# Measuring draw length



## Northerner (Nov 9, 2010)

This might seem a bit simple but possibly someone could benefit from the idea. You can measure your "Draw Length" yourself by using a piece of string.

1 - Tie a short string around the top of your fork (fork tie)
2 - Loop a measuring string through this fork tie and fasten the end through a center hole in your pouch
3 - Put a ball in the pouch and draw as you would when shooting
4 - Mark the string at the fork and measure from the bottom of pouch to the mark at the fork

I'm still drawing to 32". What are you at?

Cheers,
Northerner


----------



## Megadippen (May 3, 2011)

smart idea


----------



## newconvert (Dec 12, 2011)

i do it the easy way, hold the tip of a tape measure in the holding hand, pul the tape back to your anchor point, mark it............... walla. 1 step process


----------



## Northerner (Nov 9, 2010)

newconvert said:


> i do it the easy way, hold the tip of a tape measure in the holding hand, pul the tape back to your anchor point, mark it............... walla. 1 step process


The string method seems to give me a more accurate measurement. I lean the forks forward and that extra length is reflected when the string is attached to the forks. Also, it's not uncommon to have a slightly different draw length when pulling heavy bands (tape measure has no tension).

Whatever works and leaves you content is good enough. I might not shoot accurately but I can measure draw length accurately.









Cheers,
Northerner


----------



## M.J (Nov 1, 2010)

newconvert said:


> i do it the easy way, hold the tip of a tape measure in the holding hand, pul the tape back to your anchor point, mark it............... walla. 1 step process


I do it this way, too but I really like Northerner's idea. I can see where the "holding the tape measure" style could easily be off by a couple of inches compared to what your bands are actually doing at full draw. A couple inches is several percent.
Good idea, man!


----------



## NaturalFork (Jan 21, 2010)

31.5 here. Good post. Thanks.


----------



## treefork (Feb 1, 2010)

Good idea. i'll give it a try. Buy the way I like your ergo design, Made a couple in two sizes. They shoot well for me. THANKS for the design.


----------



## WILD BILL (Jan 26, 2012)

GOOD IDEA!


----------



## newconvert (Dec 12, 2011)

Northerner said:


> i do it the easy way, hold the tip of a tape measure in the holding hand, pul the tape back to your anchor point, mark it............... walla. 1 step process


The string method seems to give me a more accurate measurement. I lean the forks forward and that extra length is reflected when the string is attached to the forks. Also, it's not uncommon to have a slightly different draw length when pulling heavy bands (tape measure has no tension).

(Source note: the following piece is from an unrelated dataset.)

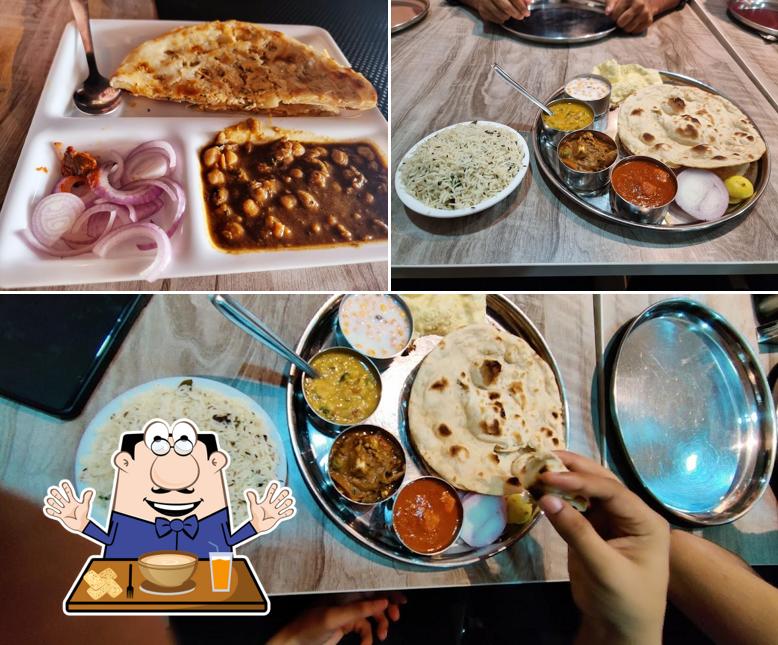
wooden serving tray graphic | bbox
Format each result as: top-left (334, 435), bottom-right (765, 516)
top-left (65, 556), bottom-right (269, 614)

Whatever works and leaves you content is good enough. I might not shoot accurately but I can measure draw length accurately.









Cheers,
Northerner
[/quote]no, no, i just meant that for me the tape measure is used so much that it is like another finger, i can see how this works, and work well for alot of people


----------



## Incomudro (Jan 12, 2012)

With apologies for the noob question:

Why would one want or nee to know ones draw length?


----------



## Sean (Nov 17, 2011)

Incomudro said:


> With apologies for the noob question:
> 
> Why would one want or nee to know ones draw length?


measuring bands for maximum power and or band life. too short they break, too long, you could be getting more power from
shortening them up.


----------



## Bill Hays (Aug 9, 2010)

Good thinking!


----------



## Incomudro (Jan 12, 2012)

Sean said:


> With apologies for the noob question:
> 
> Why would one want or nee to know ones draw length?


measuring bands for maximum power and or band life. too short they break, too long, you could be getting more power from
shortening them up.








[/quote]

I was thinking it must be something like this - thank you.


----------



## mckee (Oct 28, 2010)

newconvert said:


> i do it the easy way, hold the tip of a tape measure in the holding hand, pul the tape back to your anchor point, mark it............... walla. 1 step process


same way i do it!


----------



## Berkshire bred (Mar 4, 2012)

i usually draw to half butterfly or to the ear and to the ear for me is a draw of about 81cm and for half butterfly it is around 108cm.


----------



## q869712529 (Mar 13, 2012)

Goog idea


----------